Start with Inslee: He is saying the state can find the money by putting “lean management” techniques in place, closing tax loopholes, cutting state medical costs, and launching a jobs-creation program that targets high-tech and clean-energy industries.

Gregoire said those ideas won’t produce the kind of money the state will need. Take medical costs. The purpose of Thursday’s news conference was to announce a new state effort to coordinate medical programs for those Washington residents who are eligible for both Medicare and Medicaid. It is expected to save $14 million over the next five years. The thing is, it has taken eight years to get the feds to budge. You can’t expect other big savings in medical costs to occur in the next two years, she said. “It ain’t going to happen overnight.”

Then there’s lean management. Gregoire said she has worked to put lean-management principles in place herself, demanding that all state agencies embrace private-sector techniques to improve government efficiency. But at best she said lean is likely to stretch existing resources and make it possible to maintain current programs. It won’t generate huge amounts of new money, “not over the next two years. I’m working on the 13-15 budget, and I am not booking $1 billion in savings because of our implementation of lean.”

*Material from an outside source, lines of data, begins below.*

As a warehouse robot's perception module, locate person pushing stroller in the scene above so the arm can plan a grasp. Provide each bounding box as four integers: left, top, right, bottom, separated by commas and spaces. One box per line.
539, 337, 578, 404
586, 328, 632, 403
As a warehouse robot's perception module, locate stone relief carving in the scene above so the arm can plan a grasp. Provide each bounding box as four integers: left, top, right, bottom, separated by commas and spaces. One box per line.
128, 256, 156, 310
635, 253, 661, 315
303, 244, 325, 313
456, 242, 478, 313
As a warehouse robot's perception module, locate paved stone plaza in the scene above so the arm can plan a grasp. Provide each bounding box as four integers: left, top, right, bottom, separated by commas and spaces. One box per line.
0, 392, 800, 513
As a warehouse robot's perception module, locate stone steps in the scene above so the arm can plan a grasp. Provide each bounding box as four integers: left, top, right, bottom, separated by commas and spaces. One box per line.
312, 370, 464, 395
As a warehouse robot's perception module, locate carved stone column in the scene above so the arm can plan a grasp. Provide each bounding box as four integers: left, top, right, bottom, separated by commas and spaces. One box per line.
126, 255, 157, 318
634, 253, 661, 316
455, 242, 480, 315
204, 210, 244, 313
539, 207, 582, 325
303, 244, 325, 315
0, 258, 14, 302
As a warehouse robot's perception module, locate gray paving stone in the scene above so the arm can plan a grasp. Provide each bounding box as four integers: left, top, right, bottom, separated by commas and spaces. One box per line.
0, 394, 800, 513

And closing tax loopholes? It’s a political nightmare. Every tax incentive has a constituency ready to fight for it. Add to that the Legislature’s two-thirds vote requirement for tax increases and you get an unwinnable battle. “If you think you’re going to get $1 billion, you’re not.”

Says McKenna is Wrong

As for McKenna’s rather different plan, Gregoire says that doesn’t pencil out, either. McKenna is banking on the natural growth of state tax revenues. He would cap the growth in spending on all state programs to three percent a year, and direct anything above that to education. Gregoire said, “If you look at the growth for the next biennium, it is not even six, so holding it at six doesn’t do you any good.”

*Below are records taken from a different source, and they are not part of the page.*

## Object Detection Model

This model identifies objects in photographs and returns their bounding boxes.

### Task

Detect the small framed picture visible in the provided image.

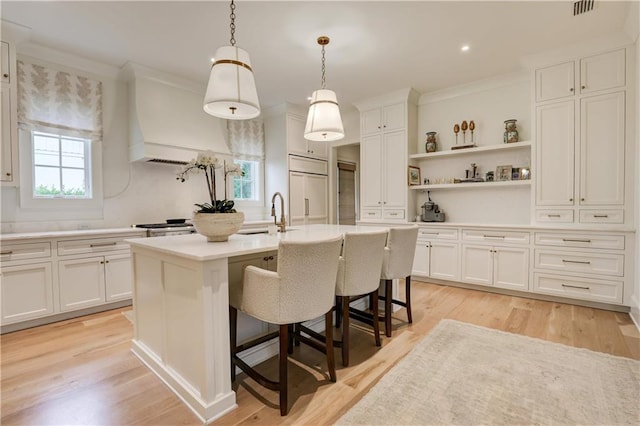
[495,165,513,181]
[409,166,422,185]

Actually, the state’s latest revenue forecast projects growth next biennium of 8 percent, a considerably higher number. McKenna also is using a different starting point. Although the governor’s Office of Financial Management is projecting a non-McCleary deficit for 2013-15 of about $1.1 billion, the estimate includes all spending plans currently on the books, some of which might be trimmed. The figure also doesn’t take into account a half-billion dollars in the state rainy day fund, which might be used to offset the shortfall.

But Gregoire offered an additional criticism: Six percent allows for inflation, but not for growth. And it’s going to be hard to say no when demand for state services begins growing again. “So you want my guys at the Department of Corrections to say, I’m sorry, we’re at our cap, no more room at the inn?”

Capital Gains Tax?

Gregoire said she will offer a revenue proposal of her own when she presents her final budget to the Legislature – after the election, of course. Exactly what will be in it, she’s not saying. But when asked if it will include a state capital-gains tax, one of the hottest topics at the statehouse these days, Gregoire said, “Nothing is off the table. I think it would be derelict on my part to take anything off the table at this point. So I have my Department of Revenue researching every conceivable revenue package. It is just premature for me to go any further than that, because I’m being honest with you, I have no idea today.”